За лето отъевшись и накопив много жиру, зверек обычно расходует эти запасы зимой. Его органы чувств не притупляются и во время спячки; сокращение сердца и дыхание не замедляются, не падает также теплота тела, как у сурков, сусликов, хомяков и ежей. Это свойство дремлющего зверька не остывать и сохранять свою обычную температуру позволило экспериментатору следить за ее колебаниями.
Полудремлющего барсука посадили в нагретую камеру. Организм зверька автоматически снизил обмен и теплоту тела. В холодном помещении произошло обратное — обмен веществ и образование тепла возросли. То же самое произошло бы и с бодрствующим зверьком. Но вот исследователь сажает полусонного барсука в теплую камеру, повторяет этот опыт двадцать с лишним раз, а затем охлаждает помещение. Организм бодрствующего зверька несомненно образовал бы временную связь и откликнулся на холод, как на тепло; у полусонного барсука происходило иначе: в тепле его обмен падал, а на холоде нарастал. Сезонное угнетение коры головного мозга приводило к тому же, что и суточное: временные связи не возникали.

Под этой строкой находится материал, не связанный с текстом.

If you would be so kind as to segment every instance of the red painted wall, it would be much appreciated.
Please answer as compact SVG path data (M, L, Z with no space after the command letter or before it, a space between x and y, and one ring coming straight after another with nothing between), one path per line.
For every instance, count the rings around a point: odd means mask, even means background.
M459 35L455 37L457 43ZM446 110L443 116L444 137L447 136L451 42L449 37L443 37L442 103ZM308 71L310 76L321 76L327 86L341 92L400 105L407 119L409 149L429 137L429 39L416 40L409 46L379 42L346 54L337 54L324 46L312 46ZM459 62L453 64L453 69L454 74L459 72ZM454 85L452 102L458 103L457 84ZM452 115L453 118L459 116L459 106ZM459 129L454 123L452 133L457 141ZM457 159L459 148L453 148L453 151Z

Ежи из Сальских степей внесли свою лепту в искания Слонима. Они провели зиму да открытом балконе лаборатории в Сухуми и, вопреки своей природе, в спячку не впали. Они бодрствовали, когда полагалось, поджав голову к брюшку и свернувшись клубком, крепко спать. На этот раз ритмика была извращена не вмешательством экспериментатора, не угнетенным состоянием высшего отдела головного мозга, а чрезмерным его возбуждением.
Когда этих же зверьков надолго оставляли в прохладной камере, чтобы вызвать дремоту, предшествующую спячке, они цепенели от холода, словно осень застала их в Сальских степях. И в этом состоянии у них возникали временные связи. После многократного пребывания в холоде ежи впадали в дремоту и в жарко нагретой камере.
Таков был итог. Наблюдения над обезьянами, испытанными в ночном опыте, и над барсуками, впавшими в спячку, подтвердили, что сезонный и суточный ритмы приходят в упадок, когда кора мозга заторможена и деятельность недостаточна.
Едва ли возможны более веские доказательства, что именно этот орган контролирует все связанное с периодической ритмикой.
Два разговора
Весной 1940 года страна отмечала пятидесятилетие основания Всесоюзного института экспериментальной медицины, и Слоним с делегацией ученых выехал в столицу Киргизской республики. Во Фрунзе он сделал доклад о работах продолжателей Павлова, рассказал о своих исследованиях, и его пригласили занять кафедру физиологии в медицинском институте. Корпус будущей лаборатории был еще в лесах, столица Киргизии заново отстраивалась, намечался филиал Академии наук.
В июне Быков и его помощник встретились в Ленинграде, и между ними произошел серьезный разговор. Беседа, вначале деловая и спокойная, приняла неожиданно крутой оборот.
Случилось это вскоре после того, как Слониму была присвоена ученая степень доктора медицинских наук. Быков поздравил его с успешной защитой, выразил удовлетворение, что диссертация не вызвала особых возражений, и, по обыкновению, закончил следующим:
— Пора вам наконец обосноваться в Ленинграде и поработать с нами. В Сухумский питомник мы пошлем другого. Рекомендую вам проштудировать физиологию. Мне кажется, что вы недостаточно ее знаете.
На эти добрые пожелания, высказанные с подкупающей теплотой, помощник ответил благодарностью. Он так и поступит, засядет всерьез за этот важный предмет.
— Я намерен, Константин Михайлович, занять кафедру физиологии во Фрунзе… Меня приглашают туда профессором медицинского института.
Ученый внимательно оглядел собеседника и не без иронии спросил:
— Вам что, приглянулся этот город или на то есть иная причина?
— Я не должен упускать случая, — спокойно ответил ассистент, — кафедра мне крайне необходима. И город неплохой: близко пустыня, тут же хребет Киргизского Ала-Тау и разнообразнейший животный мир. Все под руками, как в лаборатории. Из Фрунзе, как вам известно, начал свои путешествия Пржевальский.
Быков решительно не понимал, как пустыни и горные хребты могут способствовать учению о временных связях. При чем тут фауна края и знаменитые путешествия Пржевальского?
— Кем вы, Абрам Данилович, все-таки собираетесь стать — биологом или физиологом? Удивительно, как легко вы теряете ориентацию!
Он будет физиологом и никем другим, но до чего этот Быков верен себе: он за стенами лаборатории решительно ничего не видит.
— В пустыне, Константин Михайлович, можно многое сделать…
— Еще бы, — усмехнулся Быков: — наловить скорпионов, ящериц, жуков — все отборный материал для коллекций.